To use SmartSim in the future, simply load the same modules and source the virtual environment.

Then set up the environment variables

export SMARTSIM_REDISAI=1.2.7
export CC=cc
export CXX=CC
export CUDA_DEPS_BASE=/soft/libraries
export CUDA_VERSION_MAJOR=11
export CUDNN_VERSION_MAJOR=8
export CUDNN_VERSION_MINOR=6
export CUDNN_VERSION_EXTRA=0.163
export CUDNN_VERSION=$CUDNN_VERSION_MAJOR.$CUDNN_VERSION_MINOR.$CUDNN_VERSION_EXTRA
export CUDNN_BASE=$CUDA_DEPS_BASE/cudnn/cudnn-$CUDA_VERSION_MAJOR-linux-x64-v$CUDNN_VERSION
export CUDNN_LIBRARY=$CUDNN_BASE/lib/
export CUDNN_INCLUDE_DIR=$CUDNN_BASE/include/
export LD_LIBRARY_PATH=$CUDNN_LIBRARY:$LD_LIBRARY_PATH

Now, install SmartSim and the GPU backend

git clone https://github.com/CrayLabs/SmartSim.git
cd SmartSim
pip install -e .
export TORCH_PATH=$( python -c 'import torch;print(torch.utils.cmake_prefix_path)' )
export TF_PATH=$( python -c 'import tensorflow;print("/".join(tensorflow.__file__.split("/")[:-1]))' )
smart build -v --device gpu --torch_dir $TORCH_PATH --libtensorflow_dir $TF_PATH
cd ..

Finally, install the SmartRedis library

export LDFLAGS=-L/opt/cray/pe/gcc/11.2.0/snos/lib64/libstdc++.so.6
git clone https://github.com/CrayLabs/SmartRedis.git
cd SmartRedis
pip install -e .
make lib
cd ..

Examples

You can find examples of in situ training and inference of ML models from an ongoing CFD simulation at the NekRs-ML repository. The smartredis and onlineGNN branches have instructions on how to build and run the examples on Polaris.
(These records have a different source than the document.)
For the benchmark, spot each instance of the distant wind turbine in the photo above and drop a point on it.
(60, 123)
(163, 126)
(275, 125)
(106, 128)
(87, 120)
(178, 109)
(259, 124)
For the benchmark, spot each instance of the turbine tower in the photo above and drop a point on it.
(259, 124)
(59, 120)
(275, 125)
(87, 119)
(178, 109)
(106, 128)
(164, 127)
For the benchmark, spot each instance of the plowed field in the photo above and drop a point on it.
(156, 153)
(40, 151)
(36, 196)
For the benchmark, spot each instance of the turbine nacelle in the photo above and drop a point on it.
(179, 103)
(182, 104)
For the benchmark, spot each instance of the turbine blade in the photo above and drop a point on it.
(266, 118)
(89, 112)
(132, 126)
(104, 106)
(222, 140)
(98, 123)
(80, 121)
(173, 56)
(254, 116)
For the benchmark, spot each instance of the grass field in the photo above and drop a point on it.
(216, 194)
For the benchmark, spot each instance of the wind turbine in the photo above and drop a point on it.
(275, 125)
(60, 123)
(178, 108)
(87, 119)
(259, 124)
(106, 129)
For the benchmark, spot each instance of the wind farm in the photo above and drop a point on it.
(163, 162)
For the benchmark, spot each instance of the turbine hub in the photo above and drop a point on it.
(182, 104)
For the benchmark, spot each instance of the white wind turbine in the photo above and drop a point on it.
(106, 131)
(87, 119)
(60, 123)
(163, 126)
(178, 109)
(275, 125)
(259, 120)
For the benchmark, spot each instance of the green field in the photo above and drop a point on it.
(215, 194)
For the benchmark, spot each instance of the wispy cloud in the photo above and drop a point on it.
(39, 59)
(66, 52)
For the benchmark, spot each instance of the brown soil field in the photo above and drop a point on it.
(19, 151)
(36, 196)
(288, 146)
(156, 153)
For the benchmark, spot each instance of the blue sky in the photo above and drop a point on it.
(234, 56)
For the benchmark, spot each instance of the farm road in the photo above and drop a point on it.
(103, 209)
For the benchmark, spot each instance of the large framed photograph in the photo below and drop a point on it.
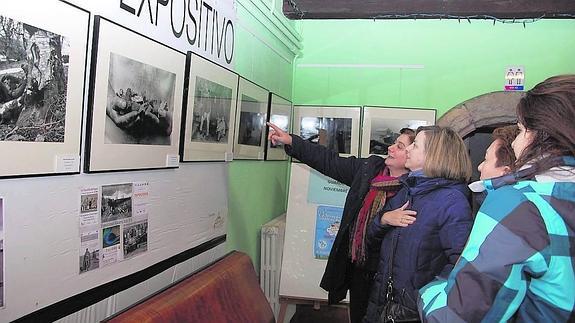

The Fall 2023 ALCF User Hands-On Workshop repository also contains information on how to use SmartSim and NekRS-ML on Polaris, but note the instructions are specfic to the Fall of 2023.

Notes

  • SmartSim workflows, such as online training, often require launching multiple MPI applications on the same set of nodes. On Polaris, the MPICH_OFI_CXI_PID_BASE=0 must be exported before the first call to mpiexec, and then incremented by 1 and re-exported before each successive call. This is done with the SmartSim API by adding env_vars={'MPICH_OFI_CXI_PID_BASE':str(0)} to the PalsMpiexecSettings() API.